Author_Institution :
The Synthetic Intelligence Laboratory, Massachusetts Institute of Technology, 77 Massachusetts Ave Cambridge, 02139, USA
Abstract :
The modern school of Artificial Intelligence was originally expected to provide a full working model of intelligence as a set of procedures. Scholars implemented these procedures over time to conceptualize the notion of an intelligent machine. Computer scientists rushed to implement working models that would allegedly reach beyond many limits. Perhaps the most debilitating act was equating what is efficient in procedures to what is artificialized in intelligence. Equally debilitating was interpreting the speed of arithmetic calculations as a quantifier: it led to teams being interpreting speed and accuracy as reflections of intelligence. In order to reach an artificial form of intelligence that is faithful to the amalgam of biological, physical and chemical that it seeks to imitate; scholars of AI must reach a deeper synthesis of its integrative nature, leading to the creation of many artificial synthetic forms of Intelligence, instead of a single vision of intelligence that simply focuses on matching the performance of the human brain. Having said that, we can clearly concur that most of the AI Modern School´s limitations have been discovered and are well-documented and known to the AI community. Our aim is to discuss a number of these issues, particularly the limits previously described. We avow that these limits emerged from epistemological misunderstandings on the perceived meanings of intelligence itself, leading to the limits imposed in the current interpretations of AI. Future work in AI, or alternatively coined Synthetic Intelligence, must revisit fundamental assumptions about the nature of the brain, cognition, computing, and intelligence. Synthetic Intelligence focuses on the phenomena such as intelligence and consciousness, and mapping them to the physics of the brain and models of brain processes at each of its multiple levels.

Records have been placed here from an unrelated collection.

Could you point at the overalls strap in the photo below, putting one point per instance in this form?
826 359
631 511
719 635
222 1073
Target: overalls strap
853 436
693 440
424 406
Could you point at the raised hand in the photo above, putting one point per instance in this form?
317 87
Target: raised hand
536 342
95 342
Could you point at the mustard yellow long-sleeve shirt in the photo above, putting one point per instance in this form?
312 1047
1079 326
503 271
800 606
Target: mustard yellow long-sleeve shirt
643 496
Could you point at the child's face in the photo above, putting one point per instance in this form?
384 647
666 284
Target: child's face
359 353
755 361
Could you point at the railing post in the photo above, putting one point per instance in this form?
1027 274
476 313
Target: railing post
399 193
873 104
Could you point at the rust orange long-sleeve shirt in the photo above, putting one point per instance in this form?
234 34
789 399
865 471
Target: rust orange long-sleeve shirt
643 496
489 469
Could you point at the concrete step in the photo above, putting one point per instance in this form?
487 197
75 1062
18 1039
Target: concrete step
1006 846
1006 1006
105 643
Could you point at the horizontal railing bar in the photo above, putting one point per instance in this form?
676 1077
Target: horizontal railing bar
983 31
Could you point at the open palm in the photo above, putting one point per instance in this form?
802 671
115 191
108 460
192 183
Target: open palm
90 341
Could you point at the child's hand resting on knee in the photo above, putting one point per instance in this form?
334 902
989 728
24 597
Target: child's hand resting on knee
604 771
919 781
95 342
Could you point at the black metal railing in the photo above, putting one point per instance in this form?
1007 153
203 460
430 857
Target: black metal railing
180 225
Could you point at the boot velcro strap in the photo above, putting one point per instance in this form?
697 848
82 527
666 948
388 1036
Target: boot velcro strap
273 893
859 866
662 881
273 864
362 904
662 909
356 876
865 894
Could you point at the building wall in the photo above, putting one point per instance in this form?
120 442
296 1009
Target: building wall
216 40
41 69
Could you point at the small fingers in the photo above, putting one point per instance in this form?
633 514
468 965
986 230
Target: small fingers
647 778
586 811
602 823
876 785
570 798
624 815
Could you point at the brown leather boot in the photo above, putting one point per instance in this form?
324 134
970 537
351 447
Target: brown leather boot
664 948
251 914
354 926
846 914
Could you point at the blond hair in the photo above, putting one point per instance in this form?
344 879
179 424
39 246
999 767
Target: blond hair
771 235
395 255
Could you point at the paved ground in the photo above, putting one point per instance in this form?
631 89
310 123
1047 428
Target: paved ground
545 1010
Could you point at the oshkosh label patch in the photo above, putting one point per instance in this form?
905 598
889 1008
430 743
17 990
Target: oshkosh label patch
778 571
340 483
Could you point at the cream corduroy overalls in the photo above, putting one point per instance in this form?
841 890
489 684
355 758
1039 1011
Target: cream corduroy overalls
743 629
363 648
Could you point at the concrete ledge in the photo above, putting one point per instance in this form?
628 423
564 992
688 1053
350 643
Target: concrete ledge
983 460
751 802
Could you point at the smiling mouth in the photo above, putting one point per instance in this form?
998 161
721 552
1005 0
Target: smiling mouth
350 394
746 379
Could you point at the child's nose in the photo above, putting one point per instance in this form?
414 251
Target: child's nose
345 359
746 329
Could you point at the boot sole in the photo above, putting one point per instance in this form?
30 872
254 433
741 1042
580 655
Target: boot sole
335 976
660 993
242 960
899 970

It is the ‘stack’ of brain subsystems at multiple levels, from cortical down to molecular, joined by a common - hread, that make up a mind. What we need are mathematically described mechanisms and information structures to integrate computational discourse analysis, value systems, mapping of cognitive structures to neuron interactions and to the molecular mechanisms of such interactions. The key to this discovery will be the study of emergence of intelligence and consciousness in engineered systems - implemented in silico or in vitro.